Два слова сперва, собственно, о роли той экспертизы, которую мы, истомленные сомнениями и трудностями дела, с такой жадностью выслушали вечером на пятый день процесса, когда наши нервы и наш мозг казались уже бессильными продолжать дальше работу.
Экспертиза призывается обыкновенно ради исследования какого-либо частного предмета, касающегося специальной области знания. Такова была, например, экспертиза Балинского и Чечота. Им не был задан судейский вопрос: «виновна ли Семенова?», - они ограничились представлением нам заключения относительно состояния умственной и духовной сферы подсудимой.
В своем действительно блестящем и вместе строго научном заключении профессор Балинский, как дважды два четыре, доказал нам, что Семенова - психопатка и что этот аморальный душевный склад подсудимой нисколько не исключает (если, наоборот, не способствует) возможности совершения самого тяжкого преступления, особливо, если подобной натурой руководит другая, более сильная воля. Но Балинский, как ученый и специалист, не пошел и не мог пойти далее. Он не сказал нам, что Семенова, руководимая более сильной волей (Безака), совершила это злодеяние - убила Сарру Беккер.
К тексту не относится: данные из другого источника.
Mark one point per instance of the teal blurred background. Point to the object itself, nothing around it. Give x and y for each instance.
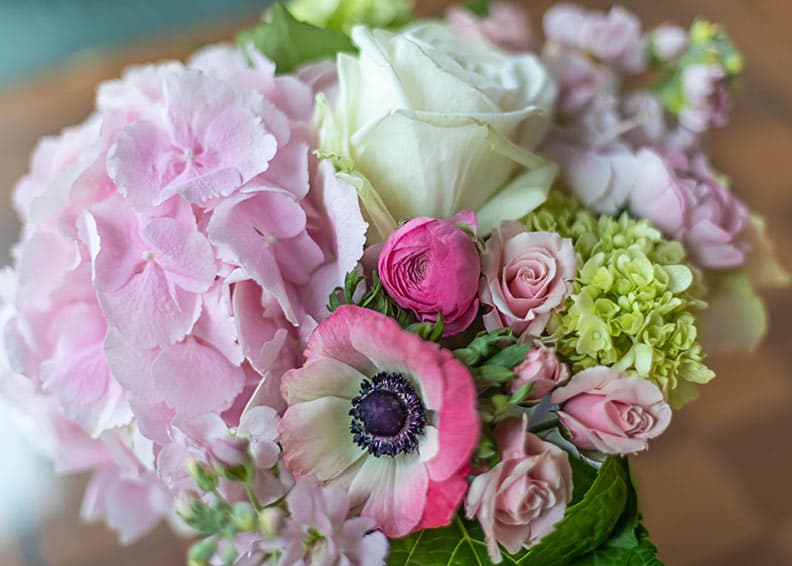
(36, 35)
Если бы Балинский понимал столь же неправильно задачу судебной экспертизы, как понял ее Сорокин, он бы, вероятно, это высказал. Но тогда он не был бы тем серьезным, всеми чтимым ученым, ученым от головы до пят, каким он нам здесь представился. Он явился бы разгадывателем шарады, а не экспертом.
К мнению профессора Балинского безусловно присоединился другой эксперт, психиатр-практик Чечот, остановившись на конечном строго научном выводе: «Душевное состояние психопатизма не исключает для лица, одержимого таким состоянием, возможности совершения самого тяжкого преступления. Такой человек, при известных условиях, способен совершить всякое преступление без малейшего угрызения совести. Ради удачи того, что создала его болезненная фантазия, он готов спокойно идти на погибель».